If I am hopeful in this moment, it is because our vibrant arts community is pushing our broader community forward, and bringing its creative resources to make change happen. Artists like Leon Wang, Jayanthi Kyle, Jacob Ladda, BlackOut Improv, Justice Choir and so many more show up for social justice, lead creative protest, and draw attention to the disparities in our community. Arts organizations that create meaningful opportunities for the community to connect and celebrate, events like In the Heart of the Beast’s May Day Parade, the Minneapolis Monarch Festival – Festival de la Monarca, and our wide array of art crawls, open studios, and festivals create genuine opportunities to build reflective, responsive networks. Our organizations, funders, and community stakeholders should continue to build that trust by supporting those artists and organizations – particularly culturally specific or historically under-invested organizations.
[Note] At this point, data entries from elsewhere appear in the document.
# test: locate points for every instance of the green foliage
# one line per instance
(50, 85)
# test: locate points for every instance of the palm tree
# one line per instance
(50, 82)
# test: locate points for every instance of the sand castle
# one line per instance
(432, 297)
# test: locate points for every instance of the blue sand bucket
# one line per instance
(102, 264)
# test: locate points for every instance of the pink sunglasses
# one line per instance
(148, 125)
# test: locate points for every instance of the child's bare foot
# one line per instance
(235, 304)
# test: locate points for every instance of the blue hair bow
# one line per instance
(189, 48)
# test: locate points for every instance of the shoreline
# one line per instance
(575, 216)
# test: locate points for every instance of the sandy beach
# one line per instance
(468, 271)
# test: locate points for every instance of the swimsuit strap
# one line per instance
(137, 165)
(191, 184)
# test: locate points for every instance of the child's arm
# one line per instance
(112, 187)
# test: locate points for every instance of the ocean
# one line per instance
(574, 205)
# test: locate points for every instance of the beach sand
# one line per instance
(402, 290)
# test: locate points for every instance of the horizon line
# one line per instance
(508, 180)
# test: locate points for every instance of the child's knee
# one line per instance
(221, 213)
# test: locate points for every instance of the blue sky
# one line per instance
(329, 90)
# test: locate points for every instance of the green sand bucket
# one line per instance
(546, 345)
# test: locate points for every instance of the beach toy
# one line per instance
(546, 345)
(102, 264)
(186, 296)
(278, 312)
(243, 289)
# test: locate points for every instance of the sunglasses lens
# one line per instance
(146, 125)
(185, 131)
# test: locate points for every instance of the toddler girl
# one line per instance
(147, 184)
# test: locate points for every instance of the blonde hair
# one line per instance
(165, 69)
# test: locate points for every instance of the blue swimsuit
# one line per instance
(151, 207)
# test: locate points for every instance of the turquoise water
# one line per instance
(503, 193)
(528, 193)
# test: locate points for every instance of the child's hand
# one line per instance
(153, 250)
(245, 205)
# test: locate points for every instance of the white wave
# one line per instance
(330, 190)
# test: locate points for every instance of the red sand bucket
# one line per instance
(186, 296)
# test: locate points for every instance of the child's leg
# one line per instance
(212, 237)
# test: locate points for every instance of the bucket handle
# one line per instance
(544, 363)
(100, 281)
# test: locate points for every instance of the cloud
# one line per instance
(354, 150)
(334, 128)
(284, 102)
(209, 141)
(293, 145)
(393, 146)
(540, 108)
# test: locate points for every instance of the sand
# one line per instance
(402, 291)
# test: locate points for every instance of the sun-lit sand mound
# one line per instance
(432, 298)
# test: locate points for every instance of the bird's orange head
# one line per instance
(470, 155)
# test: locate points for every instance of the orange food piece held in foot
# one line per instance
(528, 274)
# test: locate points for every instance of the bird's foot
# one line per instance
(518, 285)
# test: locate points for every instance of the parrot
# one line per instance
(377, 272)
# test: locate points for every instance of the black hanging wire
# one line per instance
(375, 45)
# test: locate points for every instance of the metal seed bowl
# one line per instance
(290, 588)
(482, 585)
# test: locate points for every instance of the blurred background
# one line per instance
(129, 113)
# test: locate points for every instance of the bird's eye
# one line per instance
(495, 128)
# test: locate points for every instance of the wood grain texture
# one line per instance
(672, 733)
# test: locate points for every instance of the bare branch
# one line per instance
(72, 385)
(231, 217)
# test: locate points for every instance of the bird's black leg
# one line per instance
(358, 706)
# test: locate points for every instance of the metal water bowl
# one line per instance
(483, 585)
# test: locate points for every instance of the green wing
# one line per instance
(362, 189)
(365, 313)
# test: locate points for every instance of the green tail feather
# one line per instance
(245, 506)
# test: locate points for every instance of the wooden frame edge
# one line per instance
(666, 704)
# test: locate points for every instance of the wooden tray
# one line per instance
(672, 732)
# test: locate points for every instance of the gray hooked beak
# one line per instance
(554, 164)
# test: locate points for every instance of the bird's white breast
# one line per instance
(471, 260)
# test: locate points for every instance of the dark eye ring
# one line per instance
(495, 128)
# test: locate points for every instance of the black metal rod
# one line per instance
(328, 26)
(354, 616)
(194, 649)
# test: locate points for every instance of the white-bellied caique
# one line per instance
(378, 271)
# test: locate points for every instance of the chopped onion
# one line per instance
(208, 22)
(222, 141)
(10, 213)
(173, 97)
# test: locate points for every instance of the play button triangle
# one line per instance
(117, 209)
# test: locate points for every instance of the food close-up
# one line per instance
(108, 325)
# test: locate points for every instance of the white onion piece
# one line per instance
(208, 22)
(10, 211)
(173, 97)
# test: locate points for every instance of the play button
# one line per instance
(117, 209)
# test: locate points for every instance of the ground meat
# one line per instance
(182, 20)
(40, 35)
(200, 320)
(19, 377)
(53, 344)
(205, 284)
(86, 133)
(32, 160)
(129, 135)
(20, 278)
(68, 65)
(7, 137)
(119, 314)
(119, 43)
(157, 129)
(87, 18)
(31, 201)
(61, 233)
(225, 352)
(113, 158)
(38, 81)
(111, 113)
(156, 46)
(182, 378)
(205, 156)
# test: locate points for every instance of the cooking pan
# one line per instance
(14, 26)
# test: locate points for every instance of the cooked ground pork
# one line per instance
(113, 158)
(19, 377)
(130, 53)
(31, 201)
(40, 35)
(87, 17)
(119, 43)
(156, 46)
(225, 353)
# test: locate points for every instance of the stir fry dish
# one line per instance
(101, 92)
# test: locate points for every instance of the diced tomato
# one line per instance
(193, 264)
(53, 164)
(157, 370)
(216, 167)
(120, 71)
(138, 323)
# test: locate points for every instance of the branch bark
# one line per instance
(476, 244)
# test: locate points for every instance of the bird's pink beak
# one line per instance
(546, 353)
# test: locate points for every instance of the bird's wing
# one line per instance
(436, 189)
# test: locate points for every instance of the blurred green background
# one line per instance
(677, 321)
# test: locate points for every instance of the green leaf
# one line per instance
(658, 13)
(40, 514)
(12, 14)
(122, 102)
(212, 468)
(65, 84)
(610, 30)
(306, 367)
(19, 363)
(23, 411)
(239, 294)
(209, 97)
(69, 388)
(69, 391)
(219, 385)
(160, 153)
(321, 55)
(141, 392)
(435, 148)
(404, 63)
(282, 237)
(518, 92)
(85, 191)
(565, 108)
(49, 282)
At Springboard, we are pushing ourselves to be more of a resource in this process. In partnership with Emergency Arts, we are currently piloting a Community Emergency Relief Fund, that opens up fast, flexible financial support to artists working on a project that addresses an emergency in their community. We who are in positions of power need to make our organizations more open and responsive, so we can build resilience, creative capacity, and meaningful change in our communities, change that is driven by the people who make up our communities, and by their vision. This what vibrancy must look like for our future.